Depuis le début de l’année, les deux principaux services de renseignement – le Service d’analyse et de prévention (SAP/intérieur) et le Service de renseignement stratégique (SRS/extérieur) – apprennent à travailler ensemble, sous la houlette du ministère de la défense. Une étape vers une fusion pure et simple de ces services qui prendra effet au 1er janvier 2010.

« Aujourd’hui, comme le montre le phénomène du terrorisme, l’ancienne frontière entre menaces intérieures et menaces étrangères s’est en partie dissoute. Il est donc tentant d’y répondre par un service de renseignement unifié », relève Jacques Baud, ancien praticien et spécialiste du renseignement, en soulignant que la Suisse est pourtant un des rares pays à opérer une telle fusion.

« Or cette vision est limitée, ajoute Jacques Baud, parce qu’elle ne tient compte que de la portée géographique de la menace. Il faudrait plutôt se demander quelle est la finalité du renseignement. »


Vision prospective

Citant en exemple d’autres services de renseignement, Jacques Baud donne sa réponse : « Un service de renseignement stratégique doit éclairer la prise de décision du gouvernement. Celui de l’intérieur est d’abord au service de la justice et de la police. »

De plus, selon l’expert, le renseignement stratégique est censé évaluer des situations potentiellement dangereuses, faire des hypothèses et établir des scénarios liés à des menaces futures. Celui dévolu à la justice privilégie les faits.

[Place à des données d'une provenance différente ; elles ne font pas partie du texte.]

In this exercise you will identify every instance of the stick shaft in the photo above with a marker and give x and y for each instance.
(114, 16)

« Quand on les met ensemble, les faits tendent à primer sur l’analyse prospective », assure Jacques Baud.

Et de citer l’exemple des Pays-Bas : « Dans les années 90, les Hollandais ont opéré une telle fusion entre services intérieurs et extérieurs. Résultat : les agents de renseignement sont devenus des super-policiers. Ce qui n’est pas la fonction première d’un service de renseignement. »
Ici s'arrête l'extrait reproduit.